Kor Xiong thereafter sued Marks, alleging personal injury resulting from the collision, and Marks actually admitted that she failed to reduce her speed and conceded that she was "careless in the operation of her vehicle." She alleged, however, that the accident was not the proximate cause of Kor Xiong's injuries.
During Kor Xiong's case, his counsel elicited answers from him about his age, marital status, and wages at the time of the accident. Defense counsel thereafter requested a bench conference to discuss the admissibility of further evidence of Kor Xiong's financial condition. During this conference,
"Plaintiff argued that the jury needed to understand that plaintiff was young, married and made only $8.50 per hour. Plaintiff argued to Judge Craig that this was very relevant evidence as it explains why plaintiff waited for several weeks before seeking medical attention despite his symptoms. Defendant argued that...evidence of plaintiff's ability to pay medical bills [was prohibited by] the 'reverse collateral source' [rule]."

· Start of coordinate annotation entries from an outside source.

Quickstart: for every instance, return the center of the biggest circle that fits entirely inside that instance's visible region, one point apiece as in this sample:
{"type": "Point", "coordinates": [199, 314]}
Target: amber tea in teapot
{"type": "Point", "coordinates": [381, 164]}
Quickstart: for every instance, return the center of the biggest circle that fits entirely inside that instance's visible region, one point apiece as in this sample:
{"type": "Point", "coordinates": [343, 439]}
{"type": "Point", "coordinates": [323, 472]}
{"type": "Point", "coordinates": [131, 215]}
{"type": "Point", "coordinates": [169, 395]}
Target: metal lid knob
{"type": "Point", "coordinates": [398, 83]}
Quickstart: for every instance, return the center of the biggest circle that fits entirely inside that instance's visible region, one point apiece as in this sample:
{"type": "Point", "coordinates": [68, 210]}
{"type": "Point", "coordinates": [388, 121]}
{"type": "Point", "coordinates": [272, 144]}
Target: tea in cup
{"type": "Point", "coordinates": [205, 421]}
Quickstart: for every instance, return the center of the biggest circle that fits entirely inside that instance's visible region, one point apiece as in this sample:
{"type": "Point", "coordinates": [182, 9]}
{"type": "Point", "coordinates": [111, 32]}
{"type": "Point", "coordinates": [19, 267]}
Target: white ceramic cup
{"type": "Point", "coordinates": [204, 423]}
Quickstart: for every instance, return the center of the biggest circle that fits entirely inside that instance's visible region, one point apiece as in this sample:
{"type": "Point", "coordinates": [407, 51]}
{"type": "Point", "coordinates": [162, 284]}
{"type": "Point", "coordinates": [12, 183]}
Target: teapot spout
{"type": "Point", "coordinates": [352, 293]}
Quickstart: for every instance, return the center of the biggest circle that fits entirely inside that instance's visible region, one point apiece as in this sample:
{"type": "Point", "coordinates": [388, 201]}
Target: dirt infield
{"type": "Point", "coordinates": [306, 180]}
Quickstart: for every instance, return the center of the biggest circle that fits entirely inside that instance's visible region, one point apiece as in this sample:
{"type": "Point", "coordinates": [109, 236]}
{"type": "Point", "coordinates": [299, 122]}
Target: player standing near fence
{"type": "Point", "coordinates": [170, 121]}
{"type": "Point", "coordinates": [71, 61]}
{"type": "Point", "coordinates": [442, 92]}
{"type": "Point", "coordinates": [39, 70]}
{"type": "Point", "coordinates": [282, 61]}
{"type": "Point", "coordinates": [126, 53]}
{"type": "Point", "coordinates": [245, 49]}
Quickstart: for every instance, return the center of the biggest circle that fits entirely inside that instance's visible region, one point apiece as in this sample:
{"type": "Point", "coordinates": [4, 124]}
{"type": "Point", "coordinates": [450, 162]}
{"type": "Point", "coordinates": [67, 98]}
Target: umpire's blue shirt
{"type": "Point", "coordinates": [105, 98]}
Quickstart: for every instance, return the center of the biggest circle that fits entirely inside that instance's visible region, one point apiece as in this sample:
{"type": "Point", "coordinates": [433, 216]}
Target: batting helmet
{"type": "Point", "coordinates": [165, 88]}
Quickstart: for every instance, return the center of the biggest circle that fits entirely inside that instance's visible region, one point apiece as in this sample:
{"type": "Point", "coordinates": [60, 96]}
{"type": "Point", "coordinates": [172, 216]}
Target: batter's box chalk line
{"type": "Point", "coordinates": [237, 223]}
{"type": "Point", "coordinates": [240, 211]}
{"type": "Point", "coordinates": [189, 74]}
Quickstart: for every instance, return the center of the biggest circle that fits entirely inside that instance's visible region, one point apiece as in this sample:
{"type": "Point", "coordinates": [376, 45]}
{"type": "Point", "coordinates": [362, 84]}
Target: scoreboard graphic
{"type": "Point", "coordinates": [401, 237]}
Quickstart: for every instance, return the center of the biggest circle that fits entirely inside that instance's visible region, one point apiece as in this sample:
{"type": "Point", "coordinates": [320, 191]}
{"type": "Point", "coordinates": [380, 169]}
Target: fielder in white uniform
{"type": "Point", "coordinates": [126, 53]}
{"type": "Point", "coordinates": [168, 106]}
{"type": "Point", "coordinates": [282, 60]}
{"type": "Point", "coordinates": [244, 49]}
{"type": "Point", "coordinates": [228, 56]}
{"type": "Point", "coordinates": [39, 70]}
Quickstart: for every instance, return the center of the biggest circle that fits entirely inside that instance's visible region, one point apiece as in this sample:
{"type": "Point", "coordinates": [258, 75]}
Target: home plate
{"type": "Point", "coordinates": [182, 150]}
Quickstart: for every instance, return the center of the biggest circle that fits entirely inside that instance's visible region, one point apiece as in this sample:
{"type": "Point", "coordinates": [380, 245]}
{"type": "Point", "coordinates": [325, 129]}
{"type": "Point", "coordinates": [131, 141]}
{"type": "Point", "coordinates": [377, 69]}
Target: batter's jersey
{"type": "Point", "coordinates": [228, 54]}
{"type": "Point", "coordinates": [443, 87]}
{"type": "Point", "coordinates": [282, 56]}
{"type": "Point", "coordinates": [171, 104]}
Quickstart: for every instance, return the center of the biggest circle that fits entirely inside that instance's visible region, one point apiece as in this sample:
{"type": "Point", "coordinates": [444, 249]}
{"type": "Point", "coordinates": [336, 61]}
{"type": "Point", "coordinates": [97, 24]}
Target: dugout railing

After the conference, Judge Craig instructed Kor Xiong's counsel not to ask further questions regarding his financial status. After the jury rendered a verdict for Marks, Kor Xiong appealed, claiming, inter alia, that this ruling was erroneous.
The court rejected this challenge, noting that, "[i]n a civil case, appellate review is limited to questions actually presented to and ruled on by the trial court." And, according to North Carolina Rule of Evidence 103(a)(2),
"Error may not be predicated upon a ruling which admits or excludes evidence unless a substantial right of the party is affected, and...[i]n case the ruling is one excluding evidence, the substance of the evidence was made known to the court by offer or was apparent from the context within which questions were asked."
The problem for Kor Xiong was that "[t]he record contain[ed] no indication that [he] made an offer of proof as to any evidence of [his] financial condition beyond" the answers he gave to his counsel's initial questions.
The court noted in dicta, however,
"We wish to emphasize that our ruling in defendant's favor sub judice does not imply recognition of a 'reverse collateral source rule' in any way. As far as we can tell, no such rule exists. While the well-established 'collateral source rule' excludes evidence that the plaintiff's injury was compensated from another source,...we are not aware of a 'reverse collateral source rule' which categorically excludes evidence of a plaintiff's overall financial condition or lack of another source for compensation for his injuries."
Of course, even there is no explicit "reverse collateral source rule," courts usually preclude evidence of the financial status, good or bad, of any party. As a Texas court concluded in a case I recently posted about, "[n]either a plaintiff's poverty nor a defendant's wealth can help a jury decide whose negligence caused an accident."